The endoscopic process has multiform advantages over the traditional, or open, face lift since it is reduction dire to the body. Although patients with minimal to assuage skin additional have been many appropriate matched for the endoscopic front and mid-face lift, the procession might additionally be achieved in and with a rhytidectomy (facelift).

Preparation

Eat a balanced, nutrient-rich diet prior to surgery. A full of health diet will assistance speed recovery. Also devise forward and hope for healthful dishes that have been easy to comfortable up so that you won’t need to outlay as well many time in the kitchen during your recovery.

If you smoke, refrain from smoking for at slightest 6 weeks prior to and after surgery. This reduces the risk of infection and encourages faster healing.

Do not take any medicines containing aspirin or ibuprofen during the dual weeks preceding surgery.

Do not eat or splash after midnight the night prior to surgery.

Be sure you do not have a cold or sunburn the day of surgery.

Do not wear make-up or hit lenses to surgery.

Arrange to have someone take you home after surgery and, if possible, assistance you around the residence for a couple of days whilst you recover.

MidFacelift Surgery

The procession in all takes one to dual hours and is customarily achieved with internal anesthesia and sedation. Hair is scored equally at the back of and embellished at the back of the hairline where the rent will be made.

Your surgeon will have 3 to five short incisions (each reduction than 1 in. in length) inside of the mouth and along the hairline. An endoscope (a little camera) is extrinsic in to one of the incisions permitting your surgeon to perspective the muscles and hankie underneath the skin.

The fat pads of the cheeks have been plumb repositioned over the cheekbones.
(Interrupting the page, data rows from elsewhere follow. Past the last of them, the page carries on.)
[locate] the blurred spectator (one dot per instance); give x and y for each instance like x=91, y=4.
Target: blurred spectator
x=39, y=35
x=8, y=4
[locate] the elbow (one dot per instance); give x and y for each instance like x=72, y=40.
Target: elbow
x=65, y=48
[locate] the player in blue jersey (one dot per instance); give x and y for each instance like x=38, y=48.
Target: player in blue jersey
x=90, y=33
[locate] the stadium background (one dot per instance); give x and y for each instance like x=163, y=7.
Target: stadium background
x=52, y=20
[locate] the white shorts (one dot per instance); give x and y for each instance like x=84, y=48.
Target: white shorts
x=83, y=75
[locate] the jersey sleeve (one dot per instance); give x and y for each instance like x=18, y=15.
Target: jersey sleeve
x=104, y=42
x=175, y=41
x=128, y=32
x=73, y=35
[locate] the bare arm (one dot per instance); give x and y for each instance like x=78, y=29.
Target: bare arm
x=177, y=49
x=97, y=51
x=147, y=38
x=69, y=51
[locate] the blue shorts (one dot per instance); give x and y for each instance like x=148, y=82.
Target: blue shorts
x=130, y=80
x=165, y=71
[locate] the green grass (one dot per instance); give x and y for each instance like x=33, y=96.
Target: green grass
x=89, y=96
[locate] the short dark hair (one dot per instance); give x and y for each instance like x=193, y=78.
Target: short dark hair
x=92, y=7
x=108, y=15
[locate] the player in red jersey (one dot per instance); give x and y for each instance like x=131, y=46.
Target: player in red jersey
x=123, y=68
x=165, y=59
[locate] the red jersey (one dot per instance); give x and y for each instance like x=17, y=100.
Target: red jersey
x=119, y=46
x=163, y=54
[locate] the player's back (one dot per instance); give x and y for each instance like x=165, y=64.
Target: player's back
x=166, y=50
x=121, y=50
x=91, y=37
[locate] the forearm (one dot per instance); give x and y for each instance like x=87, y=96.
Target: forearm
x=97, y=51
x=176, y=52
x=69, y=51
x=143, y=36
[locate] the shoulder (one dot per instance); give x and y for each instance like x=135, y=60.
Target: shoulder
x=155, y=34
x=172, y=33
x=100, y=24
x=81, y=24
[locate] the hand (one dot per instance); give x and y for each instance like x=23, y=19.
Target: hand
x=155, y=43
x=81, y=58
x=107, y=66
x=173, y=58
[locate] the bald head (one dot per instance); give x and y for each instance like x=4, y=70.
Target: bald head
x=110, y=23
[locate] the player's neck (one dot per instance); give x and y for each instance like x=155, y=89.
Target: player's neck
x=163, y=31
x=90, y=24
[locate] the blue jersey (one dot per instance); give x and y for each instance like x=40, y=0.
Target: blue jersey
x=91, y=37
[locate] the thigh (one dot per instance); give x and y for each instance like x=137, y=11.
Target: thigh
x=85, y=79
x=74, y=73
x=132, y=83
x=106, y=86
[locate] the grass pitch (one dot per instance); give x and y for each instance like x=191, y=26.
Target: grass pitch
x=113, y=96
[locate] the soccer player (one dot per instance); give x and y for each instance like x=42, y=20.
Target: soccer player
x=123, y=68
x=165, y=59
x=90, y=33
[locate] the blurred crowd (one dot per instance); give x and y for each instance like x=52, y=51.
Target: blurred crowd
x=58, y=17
The incisions have been sealed with stitches, and bandages have been applied.

What to Expect

After the procession is over, patients might knowledge a little insensibility and amiable flourishing and/or annoy at the rent site. This is normal and will pass with time. Incision site suffering is customarily minimal and can be tranquil with medication, if necessary. Swelling can be treated with colour with cold compresses. Endoscopic mid-face lift patients knowledge reduction prickly than patients who have undergone a normal face lift.

Within dual days you should be up and about, nonetheless you should go on take it easy. Also, once the bandages have been private (usually inside of the initial dual days) you’ll be means to showering and shampoo.
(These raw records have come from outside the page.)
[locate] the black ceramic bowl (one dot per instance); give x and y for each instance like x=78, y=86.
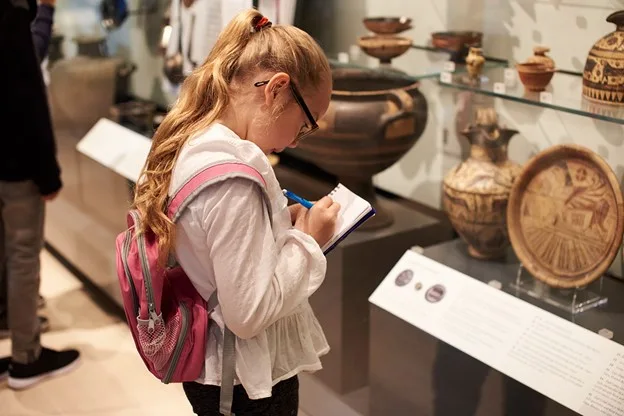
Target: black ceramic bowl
x=388, y=25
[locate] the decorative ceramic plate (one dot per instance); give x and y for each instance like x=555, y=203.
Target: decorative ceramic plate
x=565, y=216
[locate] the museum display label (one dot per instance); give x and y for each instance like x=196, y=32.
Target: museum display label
x=580, y=369
x=116, y=147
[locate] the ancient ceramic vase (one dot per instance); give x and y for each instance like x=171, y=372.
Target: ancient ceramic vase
x=84, y=87
x=476, y=192
x=384, y=47
x=540, y=57
x=474, y=62
x=373, y=119
x=603, y=76
x=457, y=43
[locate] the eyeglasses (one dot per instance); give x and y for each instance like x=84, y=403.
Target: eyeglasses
x=307, y=129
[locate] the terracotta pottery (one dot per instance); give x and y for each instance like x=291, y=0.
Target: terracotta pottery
x=387, y=25
x=373, y=119
x=535, y=77
x=457, y=42
x=603, y=76
x=566, y=216
x=540, y=57
x=476, y=192
x=474, y=62
x=385, y=48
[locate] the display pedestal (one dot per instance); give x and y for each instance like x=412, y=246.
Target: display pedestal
x=572, y=301
x=354, y=269
x=414, y=373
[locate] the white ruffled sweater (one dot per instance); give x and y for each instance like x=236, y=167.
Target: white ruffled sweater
x=264, y=270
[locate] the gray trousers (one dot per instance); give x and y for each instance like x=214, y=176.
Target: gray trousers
x=22, y=212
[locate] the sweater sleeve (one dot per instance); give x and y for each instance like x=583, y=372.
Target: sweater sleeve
x=259, y=279
x=41, y=29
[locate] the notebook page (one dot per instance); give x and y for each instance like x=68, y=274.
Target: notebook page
x=352, y=209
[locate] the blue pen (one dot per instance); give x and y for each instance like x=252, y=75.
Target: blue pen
x=298, y=199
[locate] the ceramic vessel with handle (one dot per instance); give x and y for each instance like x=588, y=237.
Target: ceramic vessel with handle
x=603, y=76
x=476, y=192
x=373, y=119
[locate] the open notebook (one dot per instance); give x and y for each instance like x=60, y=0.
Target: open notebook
x=354, y=211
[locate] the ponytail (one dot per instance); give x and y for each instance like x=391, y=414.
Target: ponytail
x=247, y=44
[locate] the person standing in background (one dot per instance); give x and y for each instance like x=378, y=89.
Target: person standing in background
x=29, y=176
x=41, y=29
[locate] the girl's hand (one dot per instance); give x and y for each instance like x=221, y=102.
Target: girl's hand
x=320, y=220
x=295, y=211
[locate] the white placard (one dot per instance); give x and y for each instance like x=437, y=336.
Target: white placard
x=131, y=164
x=561, y=360
x=446, y=77
x=116, y=147
x=545, y=97
x=449, y=66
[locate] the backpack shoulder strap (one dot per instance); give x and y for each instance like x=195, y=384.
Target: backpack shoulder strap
x=207, y=177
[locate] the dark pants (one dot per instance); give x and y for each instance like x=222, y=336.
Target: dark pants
x=21, y=239
x=284, y=400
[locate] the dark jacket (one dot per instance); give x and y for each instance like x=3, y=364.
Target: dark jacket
x=41, y=29
x=28, y=150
Within a week, stitches or staples can be removed, and inside of dual weeks emplacement screws can be removed. Within 3 weeks many of the manifest signs of surgery should be gone. Although patients will substantially feel ready to lapse to work or propagandize inside of 7 to ten days following the procedure, they should take it easy and extent severe wake up for multiform weeks.

Prolonged feverishness and object bearing should be singular for multiform months. Most of the manifest signs of surgery should blur utterly inside of about 3 weeks. Minor flourishing and bruising can be secluded with special deception make-up.

Risks

As with any surgery, there is the risk of complication. Most complications compared with endoscopy have been teenager and will pass with time. Possible complications embody haughtiness repairs (usually temporary), infection, bleeding, and reactions to the anesthesia. You can revoke your risk of complications by closely following instructions both prior to and after surgery.
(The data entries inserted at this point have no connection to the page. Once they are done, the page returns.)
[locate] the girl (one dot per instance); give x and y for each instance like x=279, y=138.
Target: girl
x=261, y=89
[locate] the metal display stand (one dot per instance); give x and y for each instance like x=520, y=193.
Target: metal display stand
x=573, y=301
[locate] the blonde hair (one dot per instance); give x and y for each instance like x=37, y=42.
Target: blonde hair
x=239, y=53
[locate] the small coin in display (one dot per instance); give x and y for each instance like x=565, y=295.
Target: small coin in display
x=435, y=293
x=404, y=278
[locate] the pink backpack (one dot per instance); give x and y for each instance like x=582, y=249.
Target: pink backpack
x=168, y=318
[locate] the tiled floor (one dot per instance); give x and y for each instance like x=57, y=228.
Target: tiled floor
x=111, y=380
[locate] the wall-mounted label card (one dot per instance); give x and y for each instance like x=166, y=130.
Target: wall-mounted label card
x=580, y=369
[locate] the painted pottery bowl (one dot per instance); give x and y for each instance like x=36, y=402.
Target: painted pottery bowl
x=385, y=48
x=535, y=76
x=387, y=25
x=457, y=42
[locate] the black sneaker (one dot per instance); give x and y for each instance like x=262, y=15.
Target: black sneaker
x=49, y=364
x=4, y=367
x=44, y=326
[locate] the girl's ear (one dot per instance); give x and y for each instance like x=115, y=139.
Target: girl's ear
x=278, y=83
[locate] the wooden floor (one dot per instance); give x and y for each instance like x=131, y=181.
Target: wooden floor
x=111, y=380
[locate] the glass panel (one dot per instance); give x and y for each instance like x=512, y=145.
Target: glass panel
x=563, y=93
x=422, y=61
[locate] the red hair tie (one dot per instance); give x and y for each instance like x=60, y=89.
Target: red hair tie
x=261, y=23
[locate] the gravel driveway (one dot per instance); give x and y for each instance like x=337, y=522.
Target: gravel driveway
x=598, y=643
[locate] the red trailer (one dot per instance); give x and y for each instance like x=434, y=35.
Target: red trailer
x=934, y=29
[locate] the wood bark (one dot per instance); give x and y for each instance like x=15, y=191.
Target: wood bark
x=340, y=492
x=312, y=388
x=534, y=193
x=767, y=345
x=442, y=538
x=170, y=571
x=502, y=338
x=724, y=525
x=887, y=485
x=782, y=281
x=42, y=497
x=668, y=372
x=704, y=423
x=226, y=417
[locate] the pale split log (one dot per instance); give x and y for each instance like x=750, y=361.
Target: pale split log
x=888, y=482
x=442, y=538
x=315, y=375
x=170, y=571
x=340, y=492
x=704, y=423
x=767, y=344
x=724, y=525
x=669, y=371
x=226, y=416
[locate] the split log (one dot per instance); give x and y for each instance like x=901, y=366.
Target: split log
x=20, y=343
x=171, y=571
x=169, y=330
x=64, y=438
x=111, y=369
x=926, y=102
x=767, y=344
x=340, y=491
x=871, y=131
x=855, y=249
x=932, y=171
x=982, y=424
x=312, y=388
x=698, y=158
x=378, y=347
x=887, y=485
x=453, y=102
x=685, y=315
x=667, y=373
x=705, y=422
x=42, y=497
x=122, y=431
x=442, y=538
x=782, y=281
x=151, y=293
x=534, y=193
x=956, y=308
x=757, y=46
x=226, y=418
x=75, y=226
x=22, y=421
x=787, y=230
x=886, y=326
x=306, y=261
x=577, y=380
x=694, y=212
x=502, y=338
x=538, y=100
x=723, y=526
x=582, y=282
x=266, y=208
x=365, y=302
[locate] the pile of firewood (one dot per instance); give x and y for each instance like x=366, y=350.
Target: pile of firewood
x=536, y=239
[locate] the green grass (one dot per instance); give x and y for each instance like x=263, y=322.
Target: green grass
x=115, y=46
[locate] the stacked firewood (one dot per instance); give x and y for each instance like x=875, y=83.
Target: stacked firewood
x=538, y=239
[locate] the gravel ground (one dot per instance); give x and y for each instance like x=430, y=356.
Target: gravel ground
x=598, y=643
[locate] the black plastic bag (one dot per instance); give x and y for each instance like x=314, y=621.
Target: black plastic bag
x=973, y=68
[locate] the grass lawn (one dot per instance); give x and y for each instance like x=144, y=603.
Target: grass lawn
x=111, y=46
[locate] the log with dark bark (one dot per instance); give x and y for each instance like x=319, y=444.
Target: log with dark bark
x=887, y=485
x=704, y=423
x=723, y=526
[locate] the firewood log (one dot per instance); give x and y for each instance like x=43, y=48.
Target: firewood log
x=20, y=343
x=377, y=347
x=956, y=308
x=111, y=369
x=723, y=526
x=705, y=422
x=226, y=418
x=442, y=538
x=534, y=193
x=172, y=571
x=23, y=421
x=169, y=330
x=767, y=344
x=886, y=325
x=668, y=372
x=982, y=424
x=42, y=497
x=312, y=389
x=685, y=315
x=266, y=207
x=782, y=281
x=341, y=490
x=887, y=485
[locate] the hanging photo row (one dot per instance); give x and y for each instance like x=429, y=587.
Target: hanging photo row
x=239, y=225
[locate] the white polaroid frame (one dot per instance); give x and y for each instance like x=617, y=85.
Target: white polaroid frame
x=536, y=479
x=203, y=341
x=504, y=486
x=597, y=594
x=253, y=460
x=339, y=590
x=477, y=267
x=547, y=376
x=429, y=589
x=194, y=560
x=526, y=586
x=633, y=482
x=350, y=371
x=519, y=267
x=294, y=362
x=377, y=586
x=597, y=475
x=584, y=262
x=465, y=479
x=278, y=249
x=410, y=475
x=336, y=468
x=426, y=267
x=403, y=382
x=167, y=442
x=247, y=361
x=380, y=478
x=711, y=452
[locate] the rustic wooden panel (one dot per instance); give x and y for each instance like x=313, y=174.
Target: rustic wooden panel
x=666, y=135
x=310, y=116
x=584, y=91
If a snarl should start during an endoscopic front lift, your surgeon might have to desert the endoscopic proceed and switch to the conventional, open procedure, that will outcome in a some-more endless injure and a longer liberation period. To date, such complications have been singular — estimated at reduction than 1 percent of all endoscopy procedures.



By: Dave Stringham

About the Author:

Dave Stringham is the President of LookingYourBest.com an online apparatus for plastic surgery procedures. Learn some-more about midfacelifts and alternative cosmetic surgery procedures.